You are most welcome, Elsa.
I consider it part of my job to encourage unnecessary purchases that will take up valuable real estate. It’s just who I am these days (man, that line works for EVERYTHING!).
And I heart antique kitchen tools. Next on my list is an old-school coffee grinder, with the little drawer that pulls out with your coffee, etc. Not just any coffee-grinder. And NOT a plastic one…a special, antique-y one that you might find in a farmhouse. Other unnecessary but OMG SO NECESSARY purchases will include an old-fashioned grain mill and one of those fancypants apple peeler/corer/spiral slicer thingies.
Thanks for your comment!
Yay, Crockpot Lady noticed me! ::blushing, blushing::
Thanks for the compliments! I love your site AND your book, and hope I can continue to bring you many hours of senseless, wrong, and unintentionally inappropriate entertainment!

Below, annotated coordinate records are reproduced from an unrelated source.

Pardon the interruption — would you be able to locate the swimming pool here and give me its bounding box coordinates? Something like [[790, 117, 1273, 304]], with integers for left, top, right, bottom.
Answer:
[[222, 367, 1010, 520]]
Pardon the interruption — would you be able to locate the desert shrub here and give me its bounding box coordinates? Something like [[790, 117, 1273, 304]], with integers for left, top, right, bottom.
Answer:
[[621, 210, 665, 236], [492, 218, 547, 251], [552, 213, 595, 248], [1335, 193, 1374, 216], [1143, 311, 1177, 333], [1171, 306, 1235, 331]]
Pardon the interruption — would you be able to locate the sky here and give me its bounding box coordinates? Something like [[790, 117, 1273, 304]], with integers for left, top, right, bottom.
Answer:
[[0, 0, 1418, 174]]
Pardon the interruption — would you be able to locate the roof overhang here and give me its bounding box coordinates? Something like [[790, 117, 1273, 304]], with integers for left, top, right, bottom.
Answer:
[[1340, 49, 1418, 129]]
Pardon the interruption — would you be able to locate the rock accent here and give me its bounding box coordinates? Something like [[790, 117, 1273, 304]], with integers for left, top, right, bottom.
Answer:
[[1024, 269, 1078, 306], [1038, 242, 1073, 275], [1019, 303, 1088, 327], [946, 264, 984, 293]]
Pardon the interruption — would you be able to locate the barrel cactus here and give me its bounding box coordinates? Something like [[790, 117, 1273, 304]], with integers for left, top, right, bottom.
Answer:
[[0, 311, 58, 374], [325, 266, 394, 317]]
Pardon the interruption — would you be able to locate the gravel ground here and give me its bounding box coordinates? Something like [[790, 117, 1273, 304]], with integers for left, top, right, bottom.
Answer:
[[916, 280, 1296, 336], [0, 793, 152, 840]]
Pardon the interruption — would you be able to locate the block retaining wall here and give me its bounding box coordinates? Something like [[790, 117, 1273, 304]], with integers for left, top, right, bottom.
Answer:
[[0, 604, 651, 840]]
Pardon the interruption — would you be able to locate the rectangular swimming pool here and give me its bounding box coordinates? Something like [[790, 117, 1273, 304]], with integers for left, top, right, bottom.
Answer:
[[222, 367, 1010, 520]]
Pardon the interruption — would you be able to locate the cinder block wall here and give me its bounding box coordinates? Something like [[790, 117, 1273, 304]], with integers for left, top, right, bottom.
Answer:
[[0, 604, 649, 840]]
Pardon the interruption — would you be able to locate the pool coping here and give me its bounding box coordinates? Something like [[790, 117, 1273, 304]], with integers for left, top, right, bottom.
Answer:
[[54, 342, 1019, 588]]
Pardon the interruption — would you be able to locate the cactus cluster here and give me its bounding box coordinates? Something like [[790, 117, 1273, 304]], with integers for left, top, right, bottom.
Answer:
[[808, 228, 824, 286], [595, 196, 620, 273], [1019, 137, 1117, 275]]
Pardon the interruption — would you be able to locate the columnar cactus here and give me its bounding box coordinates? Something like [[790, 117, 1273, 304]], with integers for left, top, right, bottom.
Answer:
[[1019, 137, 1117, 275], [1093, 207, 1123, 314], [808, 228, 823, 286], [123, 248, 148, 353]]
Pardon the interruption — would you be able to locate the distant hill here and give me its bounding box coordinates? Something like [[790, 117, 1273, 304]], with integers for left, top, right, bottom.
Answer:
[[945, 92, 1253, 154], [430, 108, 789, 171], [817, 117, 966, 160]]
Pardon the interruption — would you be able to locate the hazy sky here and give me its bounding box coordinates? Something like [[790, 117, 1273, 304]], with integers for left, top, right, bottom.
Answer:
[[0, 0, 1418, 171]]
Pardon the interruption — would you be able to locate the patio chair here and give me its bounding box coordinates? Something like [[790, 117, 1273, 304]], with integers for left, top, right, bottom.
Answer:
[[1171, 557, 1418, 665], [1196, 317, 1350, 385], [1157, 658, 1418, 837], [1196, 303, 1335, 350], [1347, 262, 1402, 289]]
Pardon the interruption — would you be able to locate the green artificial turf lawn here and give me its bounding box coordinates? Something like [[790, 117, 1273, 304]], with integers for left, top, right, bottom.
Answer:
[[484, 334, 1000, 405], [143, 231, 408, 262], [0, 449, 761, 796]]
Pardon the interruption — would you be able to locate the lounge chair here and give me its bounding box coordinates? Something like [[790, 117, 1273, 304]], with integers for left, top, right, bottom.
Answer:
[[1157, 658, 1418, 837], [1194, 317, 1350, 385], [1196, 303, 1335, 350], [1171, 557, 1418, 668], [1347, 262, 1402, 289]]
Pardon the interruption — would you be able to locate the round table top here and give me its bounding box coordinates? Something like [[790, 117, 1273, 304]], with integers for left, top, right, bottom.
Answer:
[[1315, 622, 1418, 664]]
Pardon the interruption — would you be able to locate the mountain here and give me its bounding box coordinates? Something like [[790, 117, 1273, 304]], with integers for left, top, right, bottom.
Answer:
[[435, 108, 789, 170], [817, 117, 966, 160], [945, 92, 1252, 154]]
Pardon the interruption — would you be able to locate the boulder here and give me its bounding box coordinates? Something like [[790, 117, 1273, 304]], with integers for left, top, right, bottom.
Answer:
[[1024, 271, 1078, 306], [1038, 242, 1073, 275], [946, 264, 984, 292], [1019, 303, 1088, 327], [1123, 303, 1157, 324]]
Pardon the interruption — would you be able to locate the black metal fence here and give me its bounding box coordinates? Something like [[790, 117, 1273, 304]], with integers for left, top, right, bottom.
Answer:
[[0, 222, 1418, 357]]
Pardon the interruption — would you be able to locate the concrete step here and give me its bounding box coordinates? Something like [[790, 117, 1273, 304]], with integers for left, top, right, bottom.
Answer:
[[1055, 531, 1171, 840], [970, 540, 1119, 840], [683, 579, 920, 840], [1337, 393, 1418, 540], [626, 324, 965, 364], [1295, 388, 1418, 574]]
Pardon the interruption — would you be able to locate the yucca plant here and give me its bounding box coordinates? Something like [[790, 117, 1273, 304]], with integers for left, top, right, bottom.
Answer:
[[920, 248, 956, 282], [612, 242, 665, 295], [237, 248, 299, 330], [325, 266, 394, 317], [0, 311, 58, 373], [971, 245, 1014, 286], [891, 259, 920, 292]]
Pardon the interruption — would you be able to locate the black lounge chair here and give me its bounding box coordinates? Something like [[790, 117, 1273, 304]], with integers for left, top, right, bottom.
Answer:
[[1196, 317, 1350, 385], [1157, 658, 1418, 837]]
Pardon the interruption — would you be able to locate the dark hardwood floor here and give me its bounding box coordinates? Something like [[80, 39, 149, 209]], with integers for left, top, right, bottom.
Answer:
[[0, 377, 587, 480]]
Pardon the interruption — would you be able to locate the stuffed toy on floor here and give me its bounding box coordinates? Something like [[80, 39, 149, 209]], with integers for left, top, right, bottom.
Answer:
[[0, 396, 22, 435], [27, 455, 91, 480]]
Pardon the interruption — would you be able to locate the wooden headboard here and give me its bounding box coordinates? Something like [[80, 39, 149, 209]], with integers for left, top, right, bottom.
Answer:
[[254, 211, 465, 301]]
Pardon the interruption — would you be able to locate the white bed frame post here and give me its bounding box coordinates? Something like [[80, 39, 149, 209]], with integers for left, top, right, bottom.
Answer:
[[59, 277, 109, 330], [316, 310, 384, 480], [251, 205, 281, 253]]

Thanks for reading, and for commenting, Stephanie!
Gen
I’m really surprised this works and excited about trying it! I’ve burned my fair share of granola (and then tried to eat it, hoping I could convince myself that it was better a bit burned, like marshmallows are). Thanks for the idea, and for the laugh. You’re so good at delivering both.
Hi, Kristin!
Thanks so much!
It DOES seem like it wouldn’t really work…but I’ve done it twice now, both times smashing successes. My most recent batch was apple cranberry, and it’s awesomely tart. The pumpkin batch I made the time before is more muffin-y, butter-y, less sweet, if that makes sense.
Yes, the lies we tell ourselves to keep from admitting to culinary failure. It never pays.
What a good idea! Making granola in a crockpot! What kind of oats…old fashioned oatmeal oats?
Tina–
Thanks, and yep! Old fashioned oats–thick cut or traditional, both work great!